Why can’t Biden win inflation
It was the summer of 1979, and President Jimmy Carter objected. Americans are paying much more for gasoline and groceries than the previous year, and Carter faces a choice: he can tell the Americans that this is a problem that the government can solve, or he can tell them to tighten their belts and stick to it.He chooses the latterBut prices continued to rise, and Carter was defeated by Ronald Reagan in 1980 In the landslide.
Things are not as bad as in 1979, but for many people, compare Still appropriate.
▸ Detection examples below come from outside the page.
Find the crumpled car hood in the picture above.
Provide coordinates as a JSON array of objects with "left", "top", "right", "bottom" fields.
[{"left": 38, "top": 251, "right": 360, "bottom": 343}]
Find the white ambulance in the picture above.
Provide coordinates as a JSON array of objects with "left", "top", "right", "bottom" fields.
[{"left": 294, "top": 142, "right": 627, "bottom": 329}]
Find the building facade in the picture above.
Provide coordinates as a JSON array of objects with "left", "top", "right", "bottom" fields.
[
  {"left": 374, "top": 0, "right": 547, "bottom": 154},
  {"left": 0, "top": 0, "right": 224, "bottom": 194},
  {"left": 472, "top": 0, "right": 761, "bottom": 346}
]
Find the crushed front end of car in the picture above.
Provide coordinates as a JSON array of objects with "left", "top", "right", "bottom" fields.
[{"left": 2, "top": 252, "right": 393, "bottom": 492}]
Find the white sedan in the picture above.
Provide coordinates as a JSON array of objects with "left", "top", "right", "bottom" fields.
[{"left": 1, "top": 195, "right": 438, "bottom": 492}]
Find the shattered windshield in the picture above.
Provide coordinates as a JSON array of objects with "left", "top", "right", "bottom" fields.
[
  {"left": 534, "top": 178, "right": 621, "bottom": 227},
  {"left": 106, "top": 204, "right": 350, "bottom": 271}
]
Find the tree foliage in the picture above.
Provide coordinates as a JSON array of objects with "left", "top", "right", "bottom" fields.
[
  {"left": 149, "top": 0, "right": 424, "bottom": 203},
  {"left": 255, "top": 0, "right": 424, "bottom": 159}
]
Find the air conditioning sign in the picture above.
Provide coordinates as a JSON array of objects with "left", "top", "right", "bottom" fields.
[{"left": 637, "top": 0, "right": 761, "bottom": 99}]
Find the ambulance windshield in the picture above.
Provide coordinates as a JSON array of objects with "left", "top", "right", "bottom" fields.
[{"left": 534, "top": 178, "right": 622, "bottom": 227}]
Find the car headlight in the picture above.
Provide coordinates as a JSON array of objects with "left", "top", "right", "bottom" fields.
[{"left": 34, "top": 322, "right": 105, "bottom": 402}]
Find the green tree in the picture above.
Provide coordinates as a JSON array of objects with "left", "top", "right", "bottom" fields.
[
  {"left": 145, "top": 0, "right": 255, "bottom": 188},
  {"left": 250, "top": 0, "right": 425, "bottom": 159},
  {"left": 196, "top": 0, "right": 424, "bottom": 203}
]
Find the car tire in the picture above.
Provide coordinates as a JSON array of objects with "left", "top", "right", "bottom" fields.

According to the latest consumer price index data, prices in November rose 6.9% year-on-year, the highest increase since 1982. Consumer confidence close to historical lows and a Net approval rate President Biden’s approval rate is -7.6 percentage points.Biden once said Reversing inflation is a priority For his government, he has Release of strategic petroleum reserves And announced the plan “Alleviate bottlenecks“In response to rising prices, but The difficult and uncertain road In front of you.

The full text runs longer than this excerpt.